Archive for » June, 2012 «

Artist pays homage to L.A.’s unseen workers

You know here at Difference Engines, we (I?) I am always posting about invisible work.

The LA Times features artist and sometimes-nanny Ramiro Gomez and his cardboard installations standing witness to the largely invisible gardeners, valets, nannies, delivery people, and other workers who make LA go.

“We see the beautiful homes. The hedges are trimmed, the gardens are perfect, the children are cared for,” Gomez said. “We’ve come to expect it to be this way. But who maintains all this? Who looks after it? And do we treat the workers with the dignity they deserve? Do we stop and notice them?”
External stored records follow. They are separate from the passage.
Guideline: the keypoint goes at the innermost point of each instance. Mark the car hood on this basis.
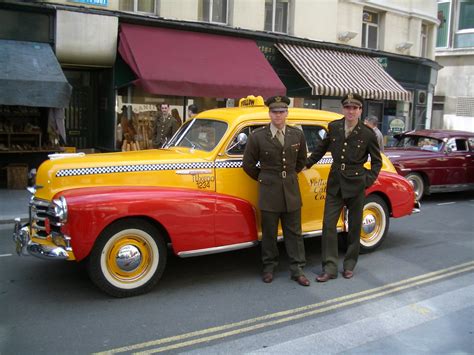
(396, 154)
(156, 167)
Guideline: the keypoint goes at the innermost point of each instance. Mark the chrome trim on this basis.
(416, 208)
(215, 250)
(21, 237)
(47, 252)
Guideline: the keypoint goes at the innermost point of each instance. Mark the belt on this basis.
(283, 174)
(344, 166)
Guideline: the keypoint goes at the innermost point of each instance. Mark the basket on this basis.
(17, 176)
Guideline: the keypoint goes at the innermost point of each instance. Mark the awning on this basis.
(31, 76)
(336, 73)
(183, 63)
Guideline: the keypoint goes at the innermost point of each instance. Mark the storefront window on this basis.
(276, 15)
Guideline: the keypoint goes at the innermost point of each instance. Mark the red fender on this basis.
(398, 190)
(193, 219)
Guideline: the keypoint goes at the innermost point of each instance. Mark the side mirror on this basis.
(241, 140)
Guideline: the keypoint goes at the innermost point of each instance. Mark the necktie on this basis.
(280, 137)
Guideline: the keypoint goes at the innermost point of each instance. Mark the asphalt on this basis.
(13, 204)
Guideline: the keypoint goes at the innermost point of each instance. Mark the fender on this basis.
(192, 219)
(398, 190)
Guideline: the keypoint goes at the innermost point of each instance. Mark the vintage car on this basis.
(124, 212)
(435, 160)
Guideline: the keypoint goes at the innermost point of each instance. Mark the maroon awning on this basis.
(183, 63)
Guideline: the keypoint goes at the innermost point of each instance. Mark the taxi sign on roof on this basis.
(251, 101)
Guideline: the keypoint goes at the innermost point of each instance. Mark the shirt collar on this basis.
(273, 129)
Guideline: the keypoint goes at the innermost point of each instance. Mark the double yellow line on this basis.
(249, 325)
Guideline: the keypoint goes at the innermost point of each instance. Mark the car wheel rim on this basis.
(129, 259)
(373, 224)
(417, 185)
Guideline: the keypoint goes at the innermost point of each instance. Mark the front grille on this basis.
(40, 210)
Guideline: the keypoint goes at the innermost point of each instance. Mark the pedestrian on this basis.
(177, 117)
(192, 111)
(372, 121)
(350, 143)
(280, 151)
(165, 125)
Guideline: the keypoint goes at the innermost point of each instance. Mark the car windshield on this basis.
(420, 142)
(199, 134)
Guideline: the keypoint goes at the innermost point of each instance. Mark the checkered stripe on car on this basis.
(132, 168)
(158, 167)
(228, 164)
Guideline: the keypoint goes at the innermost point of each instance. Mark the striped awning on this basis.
(336, 73)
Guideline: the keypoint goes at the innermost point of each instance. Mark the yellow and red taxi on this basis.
(124, 212)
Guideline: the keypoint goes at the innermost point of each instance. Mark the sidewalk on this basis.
(13, 204)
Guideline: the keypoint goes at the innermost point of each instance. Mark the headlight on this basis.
(60, 208)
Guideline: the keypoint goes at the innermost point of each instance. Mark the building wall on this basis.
(323, 20)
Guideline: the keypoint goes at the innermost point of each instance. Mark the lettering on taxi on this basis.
(203, 182)
(319, 188)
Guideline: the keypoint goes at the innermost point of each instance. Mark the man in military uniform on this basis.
(281, 152)
(165, 127)
(350, 142)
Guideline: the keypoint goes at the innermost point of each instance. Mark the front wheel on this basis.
(128, 258)
(375, 223)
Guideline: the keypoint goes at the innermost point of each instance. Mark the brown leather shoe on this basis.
(325, 277)
(267, 277)
(302, 280)
(347, 274)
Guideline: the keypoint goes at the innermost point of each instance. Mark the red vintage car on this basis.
(435, 160)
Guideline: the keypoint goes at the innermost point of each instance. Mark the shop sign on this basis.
(92, 2)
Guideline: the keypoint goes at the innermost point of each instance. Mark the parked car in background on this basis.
(435, 160)
(124, 212)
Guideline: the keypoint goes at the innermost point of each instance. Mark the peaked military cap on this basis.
(352, 99)
(278, 103)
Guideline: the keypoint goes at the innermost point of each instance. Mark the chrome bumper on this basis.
(24, 245)
(416, 208)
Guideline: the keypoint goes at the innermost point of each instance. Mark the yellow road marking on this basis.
(290, 315)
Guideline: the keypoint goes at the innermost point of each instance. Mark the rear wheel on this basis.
(375, 223)
(128, 259)
(418, 184)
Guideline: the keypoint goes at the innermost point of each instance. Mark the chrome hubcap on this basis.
(369, 223)
(128, 258)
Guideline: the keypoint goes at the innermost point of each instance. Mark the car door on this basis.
(313, 182)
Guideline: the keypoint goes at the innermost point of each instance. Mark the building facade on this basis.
(454, 101)
(139, 53)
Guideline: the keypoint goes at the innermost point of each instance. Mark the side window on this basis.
(457, 145)
(314, 135)
(238, 149)
(471, 144)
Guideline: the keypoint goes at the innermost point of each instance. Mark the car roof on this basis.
(236, 115)
(439, 133)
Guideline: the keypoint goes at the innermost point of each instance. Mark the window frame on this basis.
(274, 7)
(365, 29)
(211, 9)
(135, 8)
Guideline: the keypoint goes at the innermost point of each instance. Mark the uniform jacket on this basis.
(166, 126)
(277, 172)
(349, 155)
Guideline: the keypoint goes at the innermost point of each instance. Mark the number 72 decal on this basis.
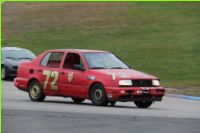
(54, 75)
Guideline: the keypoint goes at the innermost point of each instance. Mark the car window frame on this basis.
(81, 58)
(49, 57)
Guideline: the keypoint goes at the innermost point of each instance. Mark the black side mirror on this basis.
(79, 67)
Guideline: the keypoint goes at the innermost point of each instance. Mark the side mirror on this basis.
(79, 67)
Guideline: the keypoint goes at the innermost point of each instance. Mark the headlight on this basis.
(155, 82)
(125, 83)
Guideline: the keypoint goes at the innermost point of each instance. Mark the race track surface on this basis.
(59, 115)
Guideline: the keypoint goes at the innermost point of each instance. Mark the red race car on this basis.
(96, 75)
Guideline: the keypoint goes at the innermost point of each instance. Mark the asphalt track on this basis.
(61, 115)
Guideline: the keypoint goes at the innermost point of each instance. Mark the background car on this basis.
(11, 58)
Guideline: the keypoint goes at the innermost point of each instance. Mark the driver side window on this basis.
(72, 60)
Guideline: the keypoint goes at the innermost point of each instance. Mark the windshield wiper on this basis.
(117, 68)
(97, 68)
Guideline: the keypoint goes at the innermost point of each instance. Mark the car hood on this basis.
(16, 62)
(125, 73)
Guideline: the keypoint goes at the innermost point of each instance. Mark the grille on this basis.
(142, 83)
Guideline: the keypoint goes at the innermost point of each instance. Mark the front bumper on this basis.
(135, 93)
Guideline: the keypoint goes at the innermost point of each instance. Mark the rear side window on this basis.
(52, 59)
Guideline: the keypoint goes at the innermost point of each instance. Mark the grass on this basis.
(160, 38)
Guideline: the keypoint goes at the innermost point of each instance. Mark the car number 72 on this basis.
(53, 84)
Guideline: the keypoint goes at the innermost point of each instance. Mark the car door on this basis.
(50, 72)
(74, 77)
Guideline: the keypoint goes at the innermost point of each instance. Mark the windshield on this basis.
(18, 54)
(104, 60)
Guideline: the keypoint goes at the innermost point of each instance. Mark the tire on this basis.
(3, 73)
(112, 103)
(77, 100)
(98, 95)
(35, 92)
(143, 104)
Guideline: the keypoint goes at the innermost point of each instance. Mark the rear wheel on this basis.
(112, 103)
(98, 95)
(143, 104)
(77, 100)
(35, 92)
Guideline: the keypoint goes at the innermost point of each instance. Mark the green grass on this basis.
(159, 38)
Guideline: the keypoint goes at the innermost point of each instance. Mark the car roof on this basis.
(13, 48)
(79, 50)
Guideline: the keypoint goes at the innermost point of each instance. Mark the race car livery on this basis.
(99, 76)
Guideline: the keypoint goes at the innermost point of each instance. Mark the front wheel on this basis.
(77, 100)
(143, 104)
(112, 103)
(98, 95)
(35, 92)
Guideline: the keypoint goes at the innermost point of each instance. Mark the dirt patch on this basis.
(187, 90)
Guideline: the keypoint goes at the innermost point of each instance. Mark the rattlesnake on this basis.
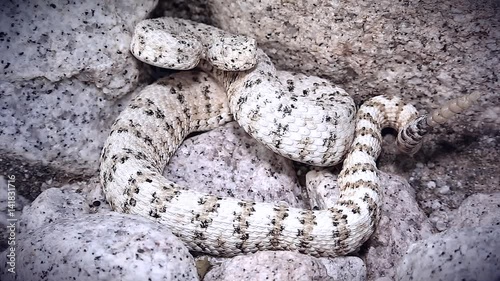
(300, 117)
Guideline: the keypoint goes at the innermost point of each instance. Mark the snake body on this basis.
(300, 117)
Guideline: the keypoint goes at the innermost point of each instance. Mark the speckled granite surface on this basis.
(64, 68)
(61, 86)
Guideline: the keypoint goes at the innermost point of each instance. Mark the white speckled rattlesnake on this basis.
(303, 118)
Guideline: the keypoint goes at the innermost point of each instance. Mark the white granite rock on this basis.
(468, 250)
(108, 246)
(421, 50)
(401, 223)
(458, 254)
(60, 63)
(228, 162)
(62, 240)
(82, 40)
(272, 265)
(55, 204)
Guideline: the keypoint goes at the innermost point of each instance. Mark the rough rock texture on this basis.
(425, 52)
(269, 265)
(463, 254)
(60, 62)
(468, 250)
(478, 210)
(228, 162)
(56, 80)
(60, 230)
(401, 224)
(5, 211)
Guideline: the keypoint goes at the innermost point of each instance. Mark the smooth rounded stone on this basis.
(104, 246)
(283, 265)
(322, 188)
(478, 210)
(459, 254)
(226, 161)
(401, 223)
(56, 204)
(8, 185)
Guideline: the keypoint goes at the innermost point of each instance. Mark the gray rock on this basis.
(60, 63)
(425, 52)
(478, 210)
(55, 204)
(461, 254)
(269, 265)
(228, 162)
(408, 48)
(401, 223)
(108, 246)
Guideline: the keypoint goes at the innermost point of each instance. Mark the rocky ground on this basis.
(67, 73)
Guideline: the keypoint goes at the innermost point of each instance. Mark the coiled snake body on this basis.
(304, 118)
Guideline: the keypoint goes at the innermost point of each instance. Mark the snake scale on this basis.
(304, 118)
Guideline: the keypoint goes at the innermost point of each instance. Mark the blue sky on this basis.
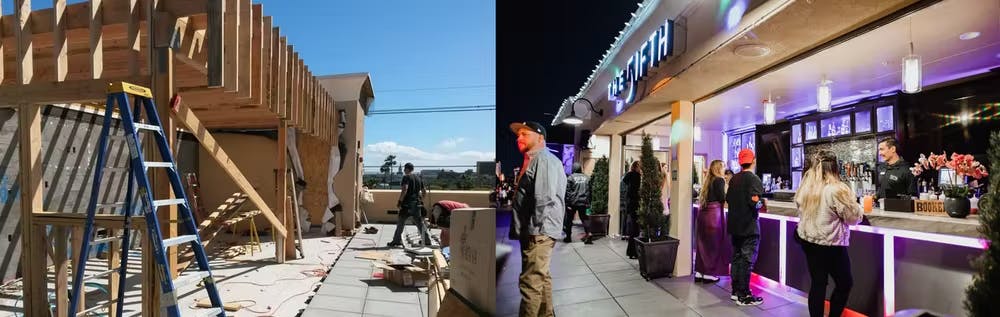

Soon the [home] decor magazines that had entertained Gomez began to take on another meaning. He saw the posh living rooms, the fancy kitchens and immaculate gardens, but there was no mention of the workers who took care of them.

Go! Watch the Times’ video showing Gomez’s work! Then come back.

I’m reminded of Leigh Star’s writing on invisible work (“Arenas of Silence, Layers of Voice”) — how there are circumstances where “even when the act of working or the product of work is visible to both employer and employee” the employee is invisible, or a “nonperson” in Goffman terms. She cites Judith Rollins’ experiences of housework for her ethnography where employers diligently ignored her even when she was in the same room.

Invisibility isn’t just an unfortunate oversight in the information system. (A favorite framing of Turkopticon by observers of Amazon Mechanical Turk.) It is a social accomplishment, done through effort. I guess the interesting question for me is why? How does this invisibility get accomplished in different work arrangements and for what purpose? At Google and at UCI, the janitors come around 11pm in part I’m sure to have a clear site to work and be out of the way of daytime activities. Having them out of the way also makes it easier for UC administration to squeeze budgets and cut janitorial hours while applauding themselves for achieved “efficiencies” on the ledger. Bureaucratic rationality and invisible work interlock to make “nonhumans.”